Mr Double also spoke about the funding formula for policing and urged the Government to review how it allocates funding to rural forces.

“I would again draw the minister’s attention to the fact that funding for Devon and Cornwall Police is 9p per day less than the England and Wales average, and that when we factor in the adjustment to the population for tourist numbers, it is 13p per day,” he said.

“That situation needs to be addressed, so I seek confirmation from the minister that any future review of police funding will factor in these different elements and ensure that police funding better reflects the position on the ground and the challenges that the police force actually faces.”

Mr Malthouse paid tribute to the work of the force in dealing with the problems posed by an influx of visitors and the coronavirus epidemic and confirmed the intention to announce the next round of allocations from the national uplift programme later this month.
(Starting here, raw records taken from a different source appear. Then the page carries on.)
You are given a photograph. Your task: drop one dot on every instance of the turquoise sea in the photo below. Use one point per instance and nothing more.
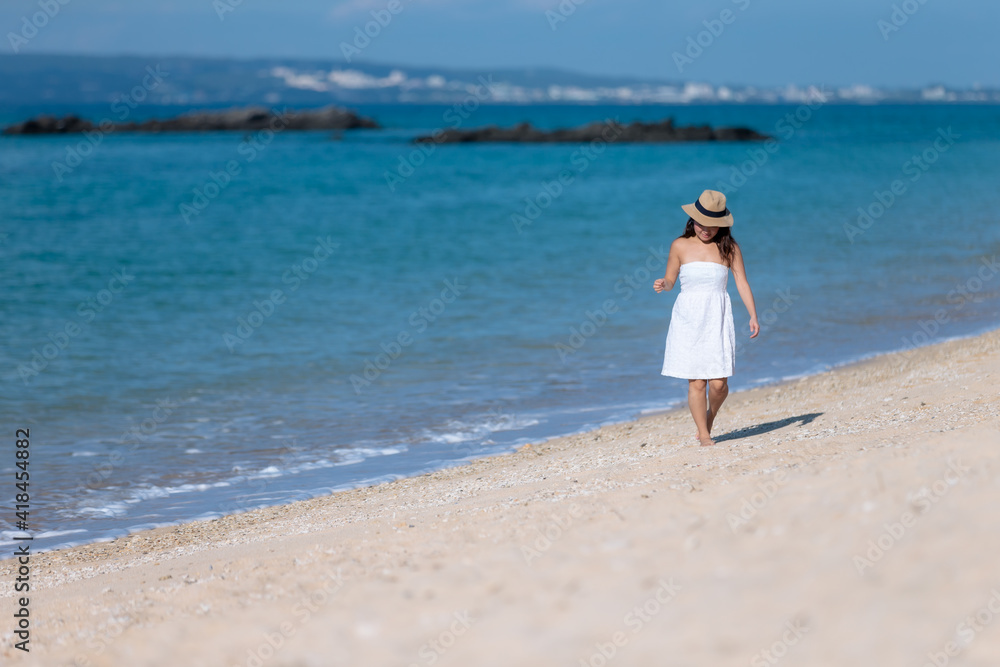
(200, 324)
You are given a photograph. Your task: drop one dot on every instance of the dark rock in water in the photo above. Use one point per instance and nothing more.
(246, 119)
(611, 131)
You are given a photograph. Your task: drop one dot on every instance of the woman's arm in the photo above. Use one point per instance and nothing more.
(743, 286)
(666, 283)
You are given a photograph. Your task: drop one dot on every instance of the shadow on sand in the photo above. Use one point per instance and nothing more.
(760, 429)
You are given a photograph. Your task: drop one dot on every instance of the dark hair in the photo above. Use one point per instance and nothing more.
(723, 238)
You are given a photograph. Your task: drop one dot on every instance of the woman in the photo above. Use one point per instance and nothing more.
(701, 339)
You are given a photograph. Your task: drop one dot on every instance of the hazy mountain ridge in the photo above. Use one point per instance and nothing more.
(71, 79)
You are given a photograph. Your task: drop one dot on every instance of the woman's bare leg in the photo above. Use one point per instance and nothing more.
(717, 392)
(697, 404)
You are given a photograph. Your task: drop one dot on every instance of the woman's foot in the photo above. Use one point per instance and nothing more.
(710, 419)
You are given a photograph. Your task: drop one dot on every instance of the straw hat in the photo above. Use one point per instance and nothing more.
(710, 210)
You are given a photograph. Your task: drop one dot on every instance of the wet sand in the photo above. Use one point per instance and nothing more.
(846, 518)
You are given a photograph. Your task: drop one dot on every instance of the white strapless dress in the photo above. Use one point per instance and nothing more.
(701, 339)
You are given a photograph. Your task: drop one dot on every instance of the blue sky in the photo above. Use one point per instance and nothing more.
(766, 42)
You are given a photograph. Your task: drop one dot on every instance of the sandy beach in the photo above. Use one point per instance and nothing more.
(845, 518)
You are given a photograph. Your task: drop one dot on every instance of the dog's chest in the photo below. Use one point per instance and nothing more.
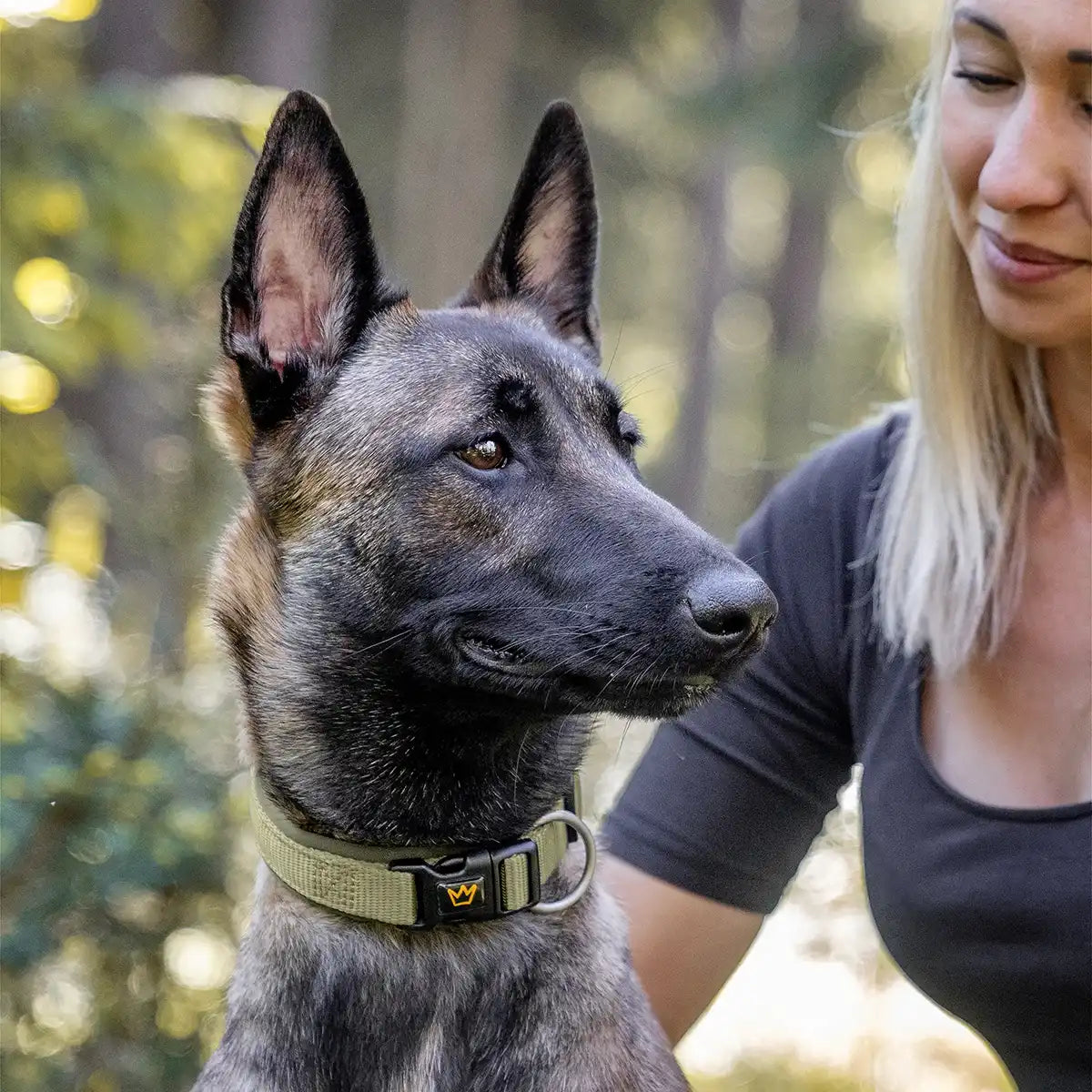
(529, 1006)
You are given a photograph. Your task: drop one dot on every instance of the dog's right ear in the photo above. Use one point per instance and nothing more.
(305, 277)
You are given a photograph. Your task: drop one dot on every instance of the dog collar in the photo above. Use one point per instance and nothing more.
(420, 887)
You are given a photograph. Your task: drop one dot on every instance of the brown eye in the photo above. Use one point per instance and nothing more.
(487, 454)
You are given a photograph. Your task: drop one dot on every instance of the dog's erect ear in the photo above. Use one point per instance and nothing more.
(545, 251)
(305, 273)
He also gave personal thanks to Devon and Cornwall’s Deputy Chief Constable Paul Netherton for his national leadership in co-ordinating local responses to the pandemic through the network of Local Resilience Forums.

The Police and Crime Commissioner’s Councillor Advocate scheme, which connects local authority members to their neighbourhood policing teams and which has around 170 members across Devon and Cornwall, was singled out for praise during the debate by Totnes MP Anthony Mangnall.